A Kubernetes Service of type LoadBalancer (ingress-nginx) creates a cloud load balancer out of band. In SARC that release is Terraform-managed, so a normal terraform destroy uninstalls it first and frees the LB in the correct order before the network is deleted. OpenShift (ROSA HCP) is teardown-only — it has no stop/start lifecycle.

Disable / enable CI/CD per platform and env

Section titled “Disable / enable CI/CD per platform and env”

Nothing in the cloud-deploy path fires automatically — all cloud deploys are manual/dispatch — so disabling CI/CD is mostly about the few scheduled or push-triggered jobs.

  • GitLab — the GitHub + ADO mirror sync runs 2x/day from mirror-sync.yml; kill switch is the project CI/CD variable DISABLE_MIRRORS=true.
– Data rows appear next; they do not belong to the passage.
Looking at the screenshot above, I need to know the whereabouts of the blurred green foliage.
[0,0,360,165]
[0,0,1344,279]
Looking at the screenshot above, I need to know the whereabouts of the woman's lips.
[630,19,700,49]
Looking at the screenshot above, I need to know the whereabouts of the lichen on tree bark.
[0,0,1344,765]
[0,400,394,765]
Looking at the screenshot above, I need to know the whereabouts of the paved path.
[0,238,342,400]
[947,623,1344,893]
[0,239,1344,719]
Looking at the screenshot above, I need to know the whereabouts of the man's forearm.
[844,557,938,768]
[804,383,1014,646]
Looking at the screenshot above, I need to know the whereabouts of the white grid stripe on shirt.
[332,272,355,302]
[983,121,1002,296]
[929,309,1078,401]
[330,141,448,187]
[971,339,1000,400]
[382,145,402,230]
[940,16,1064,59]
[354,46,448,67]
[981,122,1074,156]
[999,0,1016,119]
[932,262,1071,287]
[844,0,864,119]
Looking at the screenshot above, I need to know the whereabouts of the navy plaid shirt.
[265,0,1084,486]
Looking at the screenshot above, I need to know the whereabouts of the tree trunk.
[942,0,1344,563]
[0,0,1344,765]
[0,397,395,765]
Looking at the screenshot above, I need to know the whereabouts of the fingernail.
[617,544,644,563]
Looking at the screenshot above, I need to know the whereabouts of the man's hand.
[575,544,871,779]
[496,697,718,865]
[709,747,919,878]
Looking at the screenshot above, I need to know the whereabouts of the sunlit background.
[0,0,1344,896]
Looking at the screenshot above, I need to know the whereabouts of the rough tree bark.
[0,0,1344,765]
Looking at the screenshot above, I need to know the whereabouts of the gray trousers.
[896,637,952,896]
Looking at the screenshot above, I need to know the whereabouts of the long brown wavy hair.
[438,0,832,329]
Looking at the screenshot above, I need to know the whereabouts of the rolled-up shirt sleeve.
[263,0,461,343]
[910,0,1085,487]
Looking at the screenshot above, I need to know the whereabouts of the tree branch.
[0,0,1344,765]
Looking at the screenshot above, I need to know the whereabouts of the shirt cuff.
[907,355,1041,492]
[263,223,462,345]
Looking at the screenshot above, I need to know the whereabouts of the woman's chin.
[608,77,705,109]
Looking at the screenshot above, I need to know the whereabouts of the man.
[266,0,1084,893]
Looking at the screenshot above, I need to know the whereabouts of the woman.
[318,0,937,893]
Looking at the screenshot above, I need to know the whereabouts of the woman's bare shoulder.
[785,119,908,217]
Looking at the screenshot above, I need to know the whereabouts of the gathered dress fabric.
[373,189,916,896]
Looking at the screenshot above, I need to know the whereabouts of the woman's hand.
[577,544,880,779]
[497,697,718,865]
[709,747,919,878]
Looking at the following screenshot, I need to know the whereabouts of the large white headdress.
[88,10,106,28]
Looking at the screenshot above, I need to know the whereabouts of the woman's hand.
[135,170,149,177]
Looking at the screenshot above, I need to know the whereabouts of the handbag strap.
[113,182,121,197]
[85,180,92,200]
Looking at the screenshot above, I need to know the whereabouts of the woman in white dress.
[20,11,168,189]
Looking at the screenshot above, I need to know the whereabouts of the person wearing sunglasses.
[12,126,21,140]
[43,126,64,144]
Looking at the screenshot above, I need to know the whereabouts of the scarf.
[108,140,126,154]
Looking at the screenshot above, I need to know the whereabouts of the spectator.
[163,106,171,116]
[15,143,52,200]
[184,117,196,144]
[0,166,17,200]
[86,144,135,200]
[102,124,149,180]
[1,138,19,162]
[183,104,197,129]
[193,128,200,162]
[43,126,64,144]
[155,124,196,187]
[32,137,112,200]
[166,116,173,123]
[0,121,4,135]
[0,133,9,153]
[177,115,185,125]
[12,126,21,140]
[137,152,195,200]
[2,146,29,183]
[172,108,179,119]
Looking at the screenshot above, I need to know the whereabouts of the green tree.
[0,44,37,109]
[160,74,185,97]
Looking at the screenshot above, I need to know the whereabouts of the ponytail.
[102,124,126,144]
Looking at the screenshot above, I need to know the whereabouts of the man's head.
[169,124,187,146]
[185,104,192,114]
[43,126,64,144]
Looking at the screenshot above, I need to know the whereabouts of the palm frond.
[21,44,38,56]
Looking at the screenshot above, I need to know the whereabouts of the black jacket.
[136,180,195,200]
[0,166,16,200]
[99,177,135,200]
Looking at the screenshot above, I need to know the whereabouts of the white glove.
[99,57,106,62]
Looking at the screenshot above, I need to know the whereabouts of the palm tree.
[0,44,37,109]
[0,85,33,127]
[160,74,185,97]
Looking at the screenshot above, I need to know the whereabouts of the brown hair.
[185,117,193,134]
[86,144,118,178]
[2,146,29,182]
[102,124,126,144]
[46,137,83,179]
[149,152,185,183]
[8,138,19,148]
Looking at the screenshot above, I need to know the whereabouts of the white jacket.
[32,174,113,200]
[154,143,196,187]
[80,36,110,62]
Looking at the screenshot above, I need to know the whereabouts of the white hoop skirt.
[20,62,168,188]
The Azure + GCP terraform templates are pinned when: never; AWS terraform apply is when: manual.
  • GitHub Actions — cloud deploys use workflow_dispatch (only run when invoked). Disable a workflow with gh workflow disable <wf.yml>; disable a specific cloud/env by protecting or removing its <cloud>-karc-<env> GitHub Environment or its OIDC secret.
  • Azure DevOps — pipelines toggle Disabled in the UI; environments (sarc-azure-*) are operator-bound in the ADO Library.
  • ArgoCD — production auto-sync is disabled by policy. Pause an app with argocd app set <app> --sync-policy none; re-enable by restoring the policy.
  1. terraform destroy the cloud (or just cluster-stop-<cloud> if returning soon).
  2. Disable-not-delete any out-of-band integration service account + secret.
  3. GitLab: set DISABLE_MIRRORS=true if replicas should not refresh.
  4. GitHub: gh workflow disable the cloud’s deploy workflows, or protect its Environments.
  5. ArgoCD: set the cloud’s apps to --sync-policy none.

Reverse each step to bring it back: just bootstrap-<cloud>, re-enable the SA + secret, unset DISABLE_MIRRORS, gh workflow enable, restore ArgoCD sync.